逆に「人に興味があります」とか「心理学に興味があって」という人に限って、自分の思い込みだけで、自分はそうだと信じている人ばかりに出くわすからだ。
そういった人は「人と向き合う」ということなどやったことも無い人に多い。
人と向き合えないのに、どうして心理を分析出来るのか?不思議でならない。
そんな事を考えると「人に興味が無い」という人の方が正直だ。
興味が無いなら、興味を持つようにすれば良い。
という改善策はあるが、興味があります、という人に改善策は見当たらない。
ワークショップや教室では、そういった人達がそれこそ玉石混交状態だ。
だから私自身の学びになるのだ。
それぞれの人にどう対処すれば良いのか。
そこが一番の学びなのだ。
今回の京都で、そこの極意を見せた。
それは日常的な話ではなく、武道についての質問の中での答えとして現したことだ。
戦いを会話や関係性だと置き換えて見る。
相手をしてくれたのは、大手有名空手で20代で日本一になり、30代になって再び日本一になった。

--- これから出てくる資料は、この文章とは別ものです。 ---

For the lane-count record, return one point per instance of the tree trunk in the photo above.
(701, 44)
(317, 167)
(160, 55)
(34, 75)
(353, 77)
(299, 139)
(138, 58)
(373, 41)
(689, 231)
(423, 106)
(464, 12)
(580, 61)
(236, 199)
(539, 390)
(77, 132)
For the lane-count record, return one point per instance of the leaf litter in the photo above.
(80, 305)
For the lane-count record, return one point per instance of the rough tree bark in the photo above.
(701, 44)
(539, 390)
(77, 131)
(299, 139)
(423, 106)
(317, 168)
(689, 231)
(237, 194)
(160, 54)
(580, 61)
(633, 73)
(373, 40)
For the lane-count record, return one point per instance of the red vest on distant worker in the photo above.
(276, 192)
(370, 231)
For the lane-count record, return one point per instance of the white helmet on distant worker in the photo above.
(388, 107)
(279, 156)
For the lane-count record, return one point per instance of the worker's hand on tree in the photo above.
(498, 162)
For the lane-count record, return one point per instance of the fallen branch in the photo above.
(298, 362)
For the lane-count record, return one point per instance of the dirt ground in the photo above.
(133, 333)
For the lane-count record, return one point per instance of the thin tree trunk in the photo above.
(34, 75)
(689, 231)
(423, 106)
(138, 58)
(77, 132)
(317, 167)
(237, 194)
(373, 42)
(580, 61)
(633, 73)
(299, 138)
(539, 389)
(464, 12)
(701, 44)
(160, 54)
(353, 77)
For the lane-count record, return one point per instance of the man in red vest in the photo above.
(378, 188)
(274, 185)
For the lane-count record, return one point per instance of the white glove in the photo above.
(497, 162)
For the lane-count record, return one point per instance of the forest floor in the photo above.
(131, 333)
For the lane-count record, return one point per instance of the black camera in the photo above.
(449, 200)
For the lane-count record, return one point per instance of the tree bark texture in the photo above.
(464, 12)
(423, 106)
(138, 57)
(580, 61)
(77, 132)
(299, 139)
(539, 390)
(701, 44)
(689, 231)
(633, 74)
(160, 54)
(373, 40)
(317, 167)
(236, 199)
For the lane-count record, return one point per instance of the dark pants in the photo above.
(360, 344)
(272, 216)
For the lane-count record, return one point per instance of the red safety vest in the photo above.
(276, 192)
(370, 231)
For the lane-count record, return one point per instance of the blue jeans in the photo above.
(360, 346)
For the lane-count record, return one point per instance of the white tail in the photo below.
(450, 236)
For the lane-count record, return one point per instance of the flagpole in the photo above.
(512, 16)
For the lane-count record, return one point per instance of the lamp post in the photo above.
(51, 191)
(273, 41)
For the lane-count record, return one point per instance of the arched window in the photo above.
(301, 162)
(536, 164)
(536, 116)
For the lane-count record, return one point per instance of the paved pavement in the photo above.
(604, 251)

ムエタイもやっており、タイで相当修行をしてきた男性だ。
彼と向かい合って、私が攻めようとしたら直ぐに反応して欲しいという条件だ。
私が少しでも攻める気配を見せたら、その彼は反応を示してくれる。
それが「私はどうしたい・こうする」という、相手に対する対処だ。
つまり、相手は違和感として反応をするのだ。
しかし、私は相手の彼を感じるようにし、彼の感じが変わった時、前に進むと彼は一切の反応をしない。
それを「相手が呼んでいるから・相手が誘っているから行っただけ」という言い方をする。
つまり、人との対処、人との応対は、自分の主体性が前面に出てはいけないということだ。
どんな人がどんな質問をしても、私は即応する。
それが即興であり、日常の実際であり、私の稽古だ。
長いお付き合いの人は「丸くなりましたね」と言うが、この対応をしているから、きっとそうも見えるのだろう。
私は以前よりもトンガッているのだが。